Les sorties en mer sont rarement bon marché. Une demi-journée de pêche sportive en haute mer à Los Cabos ou Puerto Vallarta coûte entre 300 et 700 USD pour un bateau de 4 personnes. Les prix varient selon l’opérateur, la taille du bateau et la durée. Comparez plusieurs prestataires et méfiez-vous des prix anormalement bas.

La météo conditionne tout. La saison des ouragans s’étend de juin à novembre sur les côtes des Caraïbes et du Pacifique sud. Certaines sorties peuvent être annulées sans préavis. Renseignez-vous sur les conditions avant de partir et privilégiez des opérateurs qui proposent un remboursement en cas d’annulation météo.

Le catch and release est encouragé pour les grandes espèces (marlin, espadon voilier). De nombreux guides locaux le pratiquent par défaut. C’est aussi une obligation réglementaire pour certaines espèces protégées — vérifiez la liste à jour avant votre départ.

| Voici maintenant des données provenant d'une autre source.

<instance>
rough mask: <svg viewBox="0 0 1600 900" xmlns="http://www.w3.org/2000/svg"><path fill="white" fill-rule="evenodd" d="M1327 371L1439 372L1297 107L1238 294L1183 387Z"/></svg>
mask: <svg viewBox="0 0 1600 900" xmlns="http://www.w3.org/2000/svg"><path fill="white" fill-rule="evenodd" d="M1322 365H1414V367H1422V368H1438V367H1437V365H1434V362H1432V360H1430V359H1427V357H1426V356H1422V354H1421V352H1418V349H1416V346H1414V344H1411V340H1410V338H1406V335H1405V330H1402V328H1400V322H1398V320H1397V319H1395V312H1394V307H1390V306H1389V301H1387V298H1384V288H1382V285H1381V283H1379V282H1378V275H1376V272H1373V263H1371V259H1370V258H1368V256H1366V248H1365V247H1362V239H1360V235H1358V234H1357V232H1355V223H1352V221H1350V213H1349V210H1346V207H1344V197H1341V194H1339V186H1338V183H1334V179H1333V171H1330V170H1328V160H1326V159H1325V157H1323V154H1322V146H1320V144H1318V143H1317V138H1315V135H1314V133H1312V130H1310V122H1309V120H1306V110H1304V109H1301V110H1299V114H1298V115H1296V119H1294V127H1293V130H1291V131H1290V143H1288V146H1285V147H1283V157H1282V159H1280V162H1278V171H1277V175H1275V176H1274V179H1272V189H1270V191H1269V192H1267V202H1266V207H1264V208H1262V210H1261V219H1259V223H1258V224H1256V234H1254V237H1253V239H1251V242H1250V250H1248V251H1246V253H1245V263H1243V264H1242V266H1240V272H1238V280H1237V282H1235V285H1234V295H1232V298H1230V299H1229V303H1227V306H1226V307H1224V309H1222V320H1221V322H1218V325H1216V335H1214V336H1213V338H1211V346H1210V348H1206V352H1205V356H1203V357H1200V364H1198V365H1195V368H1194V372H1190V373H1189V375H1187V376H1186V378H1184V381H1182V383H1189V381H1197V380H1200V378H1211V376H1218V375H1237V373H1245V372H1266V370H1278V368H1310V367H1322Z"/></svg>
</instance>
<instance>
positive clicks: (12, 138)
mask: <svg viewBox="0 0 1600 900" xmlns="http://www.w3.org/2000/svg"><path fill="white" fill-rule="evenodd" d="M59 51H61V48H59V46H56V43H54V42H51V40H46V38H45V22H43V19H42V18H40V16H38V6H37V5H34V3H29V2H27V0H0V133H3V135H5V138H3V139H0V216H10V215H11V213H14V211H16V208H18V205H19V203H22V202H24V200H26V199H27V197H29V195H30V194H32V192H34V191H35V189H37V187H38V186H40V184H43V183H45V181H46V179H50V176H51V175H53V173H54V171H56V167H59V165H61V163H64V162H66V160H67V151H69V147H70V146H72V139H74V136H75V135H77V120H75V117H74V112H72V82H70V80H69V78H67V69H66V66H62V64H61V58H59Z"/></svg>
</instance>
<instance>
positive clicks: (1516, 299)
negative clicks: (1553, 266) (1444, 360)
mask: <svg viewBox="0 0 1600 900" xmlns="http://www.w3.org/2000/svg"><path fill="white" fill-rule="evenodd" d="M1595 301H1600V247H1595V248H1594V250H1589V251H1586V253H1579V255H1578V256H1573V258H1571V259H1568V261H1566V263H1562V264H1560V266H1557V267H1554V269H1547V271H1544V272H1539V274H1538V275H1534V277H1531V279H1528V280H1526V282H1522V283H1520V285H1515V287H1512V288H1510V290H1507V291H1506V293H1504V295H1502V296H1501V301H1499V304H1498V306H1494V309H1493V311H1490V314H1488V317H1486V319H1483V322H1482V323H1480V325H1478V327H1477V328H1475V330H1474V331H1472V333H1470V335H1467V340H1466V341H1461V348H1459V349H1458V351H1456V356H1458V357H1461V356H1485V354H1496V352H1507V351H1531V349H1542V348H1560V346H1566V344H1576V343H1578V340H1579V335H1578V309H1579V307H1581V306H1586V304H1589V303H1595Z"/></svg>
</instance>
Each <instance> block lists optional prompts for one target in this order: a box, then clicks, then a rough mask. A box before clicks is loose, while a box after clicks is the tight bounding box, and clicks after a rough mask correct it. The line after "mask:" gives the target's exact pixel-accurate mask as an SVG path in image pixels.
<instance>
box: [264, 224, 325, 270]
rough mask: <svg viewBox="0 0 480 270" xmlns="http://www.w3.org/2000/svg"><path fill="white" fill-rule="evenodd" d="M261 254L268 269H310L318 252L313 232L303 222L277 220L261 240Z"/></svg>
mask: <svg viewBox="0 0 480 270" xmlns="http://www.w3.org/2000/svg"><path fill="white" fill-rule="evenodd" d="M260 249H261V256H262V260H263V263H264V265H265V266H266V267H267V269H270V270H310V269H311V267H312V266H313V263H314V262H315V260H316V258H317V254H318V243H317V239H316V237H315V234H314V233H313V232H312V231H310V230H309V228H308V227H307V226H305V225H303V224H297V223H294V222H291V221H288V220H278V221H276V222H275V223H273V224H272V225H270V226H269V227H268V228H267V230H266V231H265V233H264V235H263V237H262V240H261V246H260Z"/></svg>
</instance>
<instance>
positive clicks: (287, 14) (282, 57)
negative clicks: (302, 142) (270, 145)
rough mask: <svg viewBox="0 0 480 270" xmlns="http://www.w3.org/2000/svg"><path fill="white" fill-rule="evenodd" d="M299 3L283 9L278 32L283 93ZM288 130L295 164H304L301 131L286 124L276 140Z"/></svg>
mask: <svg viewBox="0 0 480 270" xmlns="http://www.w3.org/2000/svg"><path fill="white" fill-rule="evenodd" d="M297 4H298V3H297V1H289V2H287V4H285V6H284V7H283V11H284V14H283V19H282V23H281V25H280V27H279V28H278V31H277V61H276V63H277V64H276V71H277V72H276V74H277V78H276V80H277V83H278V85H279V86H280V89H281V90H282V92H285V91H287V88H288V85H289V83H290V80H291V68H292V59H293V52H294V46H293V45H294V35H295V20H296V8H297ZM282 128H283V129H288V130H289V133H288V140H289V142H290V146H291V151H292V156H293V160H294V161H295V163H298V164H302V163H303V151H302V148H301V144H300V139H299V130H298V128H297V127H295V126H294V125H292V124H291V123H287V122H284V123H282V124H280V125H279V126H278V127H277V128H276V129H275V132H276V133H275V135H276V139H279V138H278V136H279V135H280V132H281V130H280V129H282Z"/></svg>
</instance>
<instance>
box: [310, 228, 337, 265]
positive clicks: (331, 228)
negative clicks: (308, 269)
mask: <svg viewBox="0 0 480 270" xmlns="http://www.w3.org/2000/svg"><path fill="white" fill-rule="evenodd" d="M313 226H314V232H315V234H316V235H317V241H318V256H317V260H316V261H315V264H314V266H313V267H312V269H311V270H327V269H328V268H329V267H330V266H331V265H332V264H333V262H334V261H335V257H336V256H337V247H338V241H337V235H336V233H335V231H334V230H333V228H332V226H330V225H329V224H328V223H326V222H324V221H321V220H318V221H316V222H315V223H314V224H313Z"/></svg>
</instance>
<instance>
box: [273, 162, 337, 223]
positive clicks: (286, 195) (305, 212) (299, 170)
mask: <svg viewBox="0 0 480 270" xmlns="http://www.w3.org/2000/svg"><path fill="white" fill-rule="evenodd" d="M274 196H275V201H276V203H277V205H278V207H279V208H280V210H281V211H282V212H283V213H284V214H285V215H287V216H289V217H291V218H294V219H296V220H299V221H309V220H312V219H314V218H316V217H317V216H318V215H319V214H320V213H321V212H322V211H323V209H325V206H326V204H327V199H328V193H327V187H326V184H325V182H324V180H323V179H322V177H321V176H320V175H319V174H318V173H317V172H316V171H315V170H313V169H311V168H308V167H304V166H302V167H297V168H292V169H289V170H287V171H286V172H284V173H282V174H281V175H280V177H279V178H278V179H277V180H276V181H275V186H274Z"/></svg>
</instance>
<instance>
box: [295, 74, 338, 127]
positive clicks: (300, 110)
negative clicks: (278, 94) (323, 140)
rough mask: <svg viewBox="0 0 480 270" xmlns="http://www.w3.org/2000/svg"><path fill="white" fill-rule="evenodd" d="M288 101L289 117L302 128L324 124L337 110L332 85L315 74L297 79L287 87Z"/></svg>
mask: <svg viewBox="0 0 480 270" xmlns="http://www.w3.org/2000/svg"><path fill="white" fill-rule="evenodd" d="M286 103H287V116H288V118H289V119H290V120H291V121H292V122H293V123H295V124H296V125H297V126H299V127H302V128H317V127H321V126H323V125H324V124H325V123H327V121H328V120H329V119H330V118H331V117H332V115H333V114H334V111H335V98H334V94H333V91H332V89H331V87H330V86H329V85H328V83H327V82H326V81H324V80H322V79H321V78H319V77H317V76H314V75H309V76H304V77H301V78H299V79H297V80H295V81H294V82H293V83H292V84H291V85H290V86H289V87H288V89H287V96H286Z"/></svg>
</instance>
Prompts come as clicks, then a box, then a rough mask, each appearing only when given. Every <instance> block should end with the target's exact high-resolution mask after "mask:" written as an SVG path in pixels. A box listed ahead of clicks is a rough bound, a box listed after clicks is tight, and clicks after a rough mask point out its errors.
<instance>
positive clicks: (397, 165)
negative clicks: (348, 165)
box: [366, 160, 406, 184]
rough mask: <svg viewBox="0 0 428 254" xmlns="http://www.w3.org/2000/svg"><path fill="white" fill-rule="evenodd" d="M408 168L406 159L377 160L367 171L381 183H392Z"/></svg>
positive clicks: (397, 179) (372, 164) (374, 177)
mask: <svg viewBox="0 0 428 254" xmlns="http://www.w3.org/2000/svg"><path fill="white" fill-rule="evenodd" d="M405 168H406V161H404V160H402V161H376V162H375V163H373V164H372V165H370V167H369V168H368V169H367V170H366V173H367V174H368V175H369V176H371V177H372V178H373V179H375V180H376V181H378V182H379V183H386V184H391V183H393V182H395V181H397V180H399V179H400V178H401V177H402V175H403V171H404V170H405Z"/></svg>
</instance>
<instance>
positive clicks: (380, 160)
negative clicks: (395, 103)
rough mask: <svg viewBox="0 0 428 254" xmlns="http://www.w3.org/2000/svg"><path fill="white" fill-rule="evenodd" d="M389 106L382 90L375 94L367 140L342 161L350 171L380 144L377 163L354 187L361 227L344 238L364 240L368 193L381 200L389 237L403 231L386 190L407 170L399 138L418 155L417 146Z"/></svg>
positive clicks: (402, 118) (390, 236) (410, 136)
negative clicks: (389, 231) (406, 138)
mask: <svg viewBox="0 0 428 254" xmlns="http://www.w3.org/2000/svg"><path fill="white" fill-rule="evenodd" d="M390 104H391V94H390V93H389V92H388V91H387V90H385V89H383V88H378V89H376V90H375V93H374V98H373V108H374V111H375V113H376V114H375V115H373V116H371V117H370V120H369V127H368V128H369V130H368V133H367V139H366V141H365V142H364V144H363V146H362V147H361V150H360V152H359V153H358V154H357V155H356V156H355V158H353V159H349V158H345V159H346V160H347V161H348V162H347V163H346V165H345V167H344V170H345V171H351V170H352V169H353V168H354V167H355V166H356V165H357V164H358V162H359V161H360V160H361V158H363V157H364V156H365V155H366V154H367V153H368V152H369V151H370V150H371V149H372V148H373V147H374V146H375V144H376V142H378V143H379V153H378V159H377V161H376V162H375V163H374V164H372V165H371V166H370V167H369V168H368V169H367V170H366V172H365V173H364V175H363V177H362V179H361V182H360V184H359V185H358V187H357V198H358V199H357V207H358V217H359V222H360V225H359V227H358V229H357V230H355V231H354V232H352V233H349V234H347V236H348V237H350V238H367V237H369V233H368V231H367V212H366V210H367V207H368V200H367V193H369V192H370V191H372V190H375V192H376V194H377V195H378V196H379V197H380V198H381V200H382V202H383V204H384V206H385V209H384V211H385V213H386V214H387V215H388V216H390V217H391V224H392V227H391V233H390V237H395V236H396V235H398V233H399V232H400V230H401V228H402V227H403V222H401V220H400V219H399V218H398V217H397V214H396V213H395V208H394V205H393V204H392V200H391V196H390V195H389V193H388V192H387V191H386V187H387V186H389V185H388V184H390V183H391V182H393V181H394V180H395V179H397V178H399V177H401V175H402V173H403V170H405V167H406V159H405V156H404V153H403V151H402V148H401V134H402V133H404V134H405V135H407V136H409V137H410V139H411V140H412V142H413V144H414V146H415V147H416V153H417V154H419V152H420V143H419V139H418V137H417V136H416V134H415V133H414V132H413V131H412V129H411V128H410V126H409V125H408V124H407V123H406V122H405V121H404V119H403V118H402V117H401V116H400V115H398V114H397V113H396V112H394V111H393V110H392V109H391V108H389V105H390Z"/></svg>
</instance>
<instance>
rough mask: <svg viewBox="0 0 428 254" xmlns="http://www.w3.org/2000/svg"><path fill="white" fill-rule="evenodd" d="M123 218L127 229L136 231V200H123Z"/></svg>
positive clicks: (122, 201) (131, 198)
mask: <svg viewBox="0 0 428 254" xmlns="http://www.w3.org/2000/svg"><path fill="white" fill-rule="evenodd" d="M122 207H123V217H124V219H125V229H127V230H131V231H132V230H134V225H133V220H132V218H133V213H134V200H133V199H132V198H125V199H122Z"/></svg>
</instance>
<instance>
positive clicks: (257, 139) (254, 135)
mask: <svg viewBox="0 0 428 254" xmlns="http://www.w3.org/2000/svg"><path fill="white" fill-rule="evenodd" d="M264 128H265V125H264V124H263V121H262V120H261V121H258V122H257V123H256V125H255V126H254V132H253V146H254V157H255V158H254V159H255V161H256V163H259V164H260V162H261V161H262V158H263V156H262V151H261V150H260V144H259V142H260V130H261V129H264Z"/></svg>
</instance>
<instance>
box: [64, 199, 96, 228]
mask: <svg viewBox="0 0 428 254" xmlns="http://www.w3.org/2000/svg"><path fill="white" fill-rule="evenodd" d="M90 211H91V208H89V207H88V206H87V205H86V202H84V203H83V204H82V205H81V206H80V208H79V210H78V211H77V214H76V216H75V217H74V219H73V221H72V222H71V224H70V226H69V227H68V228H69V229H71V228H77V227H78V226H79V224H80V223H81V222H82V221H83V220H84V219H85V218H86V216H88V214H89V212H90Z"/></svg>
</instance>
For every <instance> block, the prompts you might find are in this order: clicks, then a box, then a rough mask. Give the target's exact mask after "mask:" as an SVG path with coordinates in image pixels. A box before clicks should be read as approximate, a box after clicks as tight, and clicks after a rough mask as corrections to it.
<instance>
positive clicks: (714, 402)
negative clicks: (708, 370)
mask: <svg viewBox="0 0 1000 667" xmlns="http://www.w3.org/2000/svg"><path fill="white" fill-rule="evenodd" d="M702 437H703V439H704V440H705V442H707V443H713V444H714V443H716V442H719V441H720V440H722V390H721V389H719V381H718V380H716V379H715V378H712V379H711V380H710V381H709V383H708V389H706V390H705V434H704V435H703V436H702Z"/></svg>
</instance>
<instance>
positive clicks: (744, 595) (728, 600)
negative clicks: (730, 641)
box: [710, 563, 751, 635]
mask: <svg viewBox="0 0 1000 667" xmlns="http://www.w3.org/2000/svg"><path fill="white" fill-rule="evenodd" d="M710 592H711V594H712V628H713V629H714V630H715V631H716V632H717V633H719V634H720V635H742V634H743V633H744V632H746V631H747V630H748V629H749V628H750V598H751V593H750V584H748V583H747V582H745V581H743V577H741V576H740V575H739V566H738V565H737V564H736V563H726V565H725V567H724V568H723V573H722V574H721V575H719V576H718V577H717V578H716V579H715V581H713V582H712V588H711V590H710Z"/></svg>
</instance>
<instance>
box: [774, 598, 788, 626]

Choisissez votre opérateur avec soin. Sur les grandes destinations (Los Cabos, Cancún), les arnaques aux touristes existent : matériel défaillant, zones de pêche médiocres, prise en charge approximative. Passez par les marinas officielles ou des plateformes spécialisées avec avis vérifiés (FishingBooker, par exemple).

L’équipement personnel est rarement nécessaire. La quasi-totalité des opérateurs fournissent cannes, moulinets, appâts et vêtements de protection. Prévoyez en revanche votre crème solaire (de préférence minérale, pour ne pas détériorer les récifs), une casquette et des lunettes polarisantes.

La pêche comme manière de lire le Mexique

Pêcher au Mexique, ce n’est pas seulement attendre que ça morde. C’est sortir en mer avant l’aube avec un pêcheur de Holbox qui connaît ces eaux depuis l’enfance. C’est regarder Los Cabos s’éloigner derrière la poupe pendant que le soleil se lève sur le Pacifique. C’est manger le poisson que vous avez pris le matin même dans une cantine de Boca del Río, préparé à la façon veracruzana — tomates, câpres, olives, piments.

Ce pays offre des expériences de pêche d’une diversité rare, du lac d’altitude au détroit caribéen. Il suffit de savoir où aller, et quand.